彼らを取り巻くのは、他にも優れたビジネススクールですが、IESE が提供するものは、本当に特別なものだ――と自信を持っています。

そのユニークな例として挙げられているのが、MBA 選択科目 Landing in Your Family Business です。これは次世代のリーダーを準備させるという学校の真摯な取り組みを示すもので、国際的な環境においても非常に珍しい教育プログラムです。

執筆者たちは、今後の目標をはっきりと述べています。IESE が世界的に家族企業教育におけるリーダーとして認識されること。そして、意味ある協力関係、互いの学び、そして長期的な継続性を通じて、トップビジネススクール同士をつなぐ、グローバルなエコシステムを構築することを目指しています。昨年は、Global Families in Business conference(Harvard主催)、パリでの HEC のトレック、London Business Schoolでのイベントなどで、このダイナミックな交流を実際に経験したと言います。そして今回、自分たちの会議を持つことで、IESE はこのグローバルなエンゲージメントの循環の出発点としての地位を確立した――と。
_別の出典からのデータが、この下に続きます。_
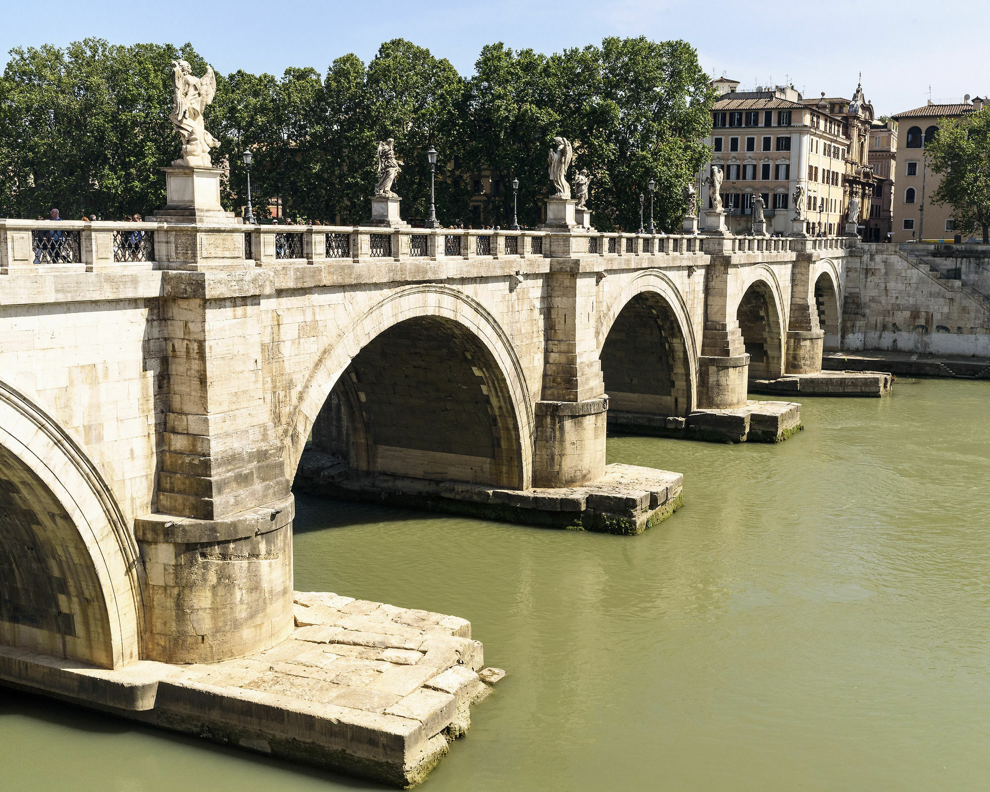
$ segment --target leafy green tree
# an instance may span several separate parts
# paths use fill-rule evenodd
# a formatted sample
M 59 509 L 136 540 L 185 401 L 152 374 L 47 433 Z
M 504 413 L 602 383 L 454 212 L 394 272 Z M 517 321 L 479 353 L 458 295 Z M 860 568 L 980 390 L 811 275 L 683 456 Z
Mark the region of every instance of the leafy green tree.
M 116 219 L 163 206 L 158 168 L 181 148 L 168 121 L 176 57 L 205 68 L 190 45 L 12 50 L 0 79 L 0 214 Z
M 952 207 L 955 230 L 980 229 L 990 243 L 990 108 L 958 119 L 942 119 L 925 145 L 929 167 L 941 176 L 932 200 Z

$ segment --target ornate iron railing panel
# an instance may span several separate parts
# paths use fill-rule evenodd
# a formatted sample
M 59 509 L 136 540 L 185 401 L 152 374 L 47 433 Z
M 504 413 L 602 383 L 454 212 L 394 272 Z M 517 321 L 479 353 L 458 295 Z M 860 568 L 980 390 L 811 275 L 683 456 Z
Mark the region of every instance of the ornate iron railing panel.
M 371 257 L 385 258 L 392 254 L 391 234 L 371 234 Z
M 154 233 L 136 229 L 114 232 L 115 261 L 153 261 Z
M 341 233 L 328 234 L 326 250 L 328 258 L 349 258 L 350 235 Z
M 280 232 L 275 235 L 275 258 L 302 258 L 303 235 L 298 232 Z
M 78 231 L 33 231 L 31 247 L 36 264 L 77 264 L 82 261 Z
M 414 234 L 409 238 L 409 254 L 410 255 L 428 255 L 430 252 L 427 248 L 427 235 L 426 234 Z

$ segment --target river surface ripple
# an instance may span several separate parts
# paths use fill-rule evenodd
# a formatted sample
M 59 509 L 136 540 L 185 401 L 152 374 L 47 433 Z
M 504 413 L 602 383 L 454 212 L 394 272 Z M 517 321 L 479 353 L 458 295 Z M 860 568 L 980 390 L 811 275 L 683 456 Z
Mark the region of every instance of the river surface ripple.
M 684 473 L 641 537 L 300 496 L 296 588 L 464 617 L 508 670 L 428 792 L 986 789 L 988 407 L 900 380 L 778 446 L 611 438 Z M 378 787 L 0 689 L 0 788 Z

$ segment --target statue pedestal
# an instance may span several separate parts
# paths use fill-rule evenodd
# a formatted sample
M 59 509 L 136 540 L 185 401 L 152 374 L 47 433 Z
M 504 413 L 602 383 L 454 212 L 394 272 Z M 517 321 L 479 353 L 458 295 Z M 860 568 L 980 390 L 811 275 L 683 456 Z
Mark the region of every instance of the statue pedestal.
M 577 204 L 573 198 L 557 198 L 556 196 L 546 199 L 546 222 L 542 223 L 539 228 L 568 228 L 572 229 L 579 225 L 574 216 L 574 206 Z M 582 210 L 587 211 L 587 210 Z M 590 220 L 591 213 L 588 213 Z
M 702 232 L 709 237 L 728 237 L 729 229 L 726 228 L 726 213 L 709 209 L 705 212 L 705 231 Z
M 390 195 L 376 195 L 371 199 L 371 220 L 367 226 L 384 226 L 386 228 L 410 228 L 399 216 L 401 198 Z
M 241 223 L 220 205 L 220 178 L 214 167 L 172 165 L 165 172 L 167 203 L 154 217 L 171 223 Z

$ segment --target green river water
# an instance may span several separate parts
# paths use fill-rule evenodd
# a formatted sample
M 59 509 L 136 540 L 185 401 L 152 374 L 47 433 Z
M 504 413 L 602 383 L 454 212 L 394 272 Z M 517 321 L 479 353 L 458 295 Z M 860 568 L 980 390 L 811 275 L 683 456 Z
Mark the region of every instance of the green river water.
M 469 619 L 508 676 L 448 790 L 990 785 L 990 382 L 807 399 L 781 446 L 611 438 L 684 473 L 640 537 L 298 499 L 296 588 Z M 0 690 L 0 789 L 377 789 Z

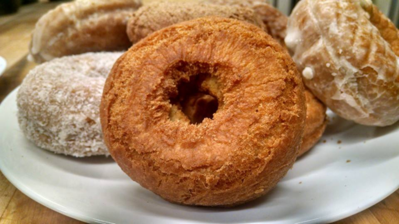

そして彼らは断言します。任期が終わる頃には、IESE はすでにそうした学校であると広く認識されているだろう――ファミリービジネスのリーダーたちが、自分たちの責任をプロフェッショナルに、ビジョンと目的をもって担うために必要な準備を提供できる学校として。基盤はすでにそこにある。彼らの使命は、それを世界に広めることだ、と。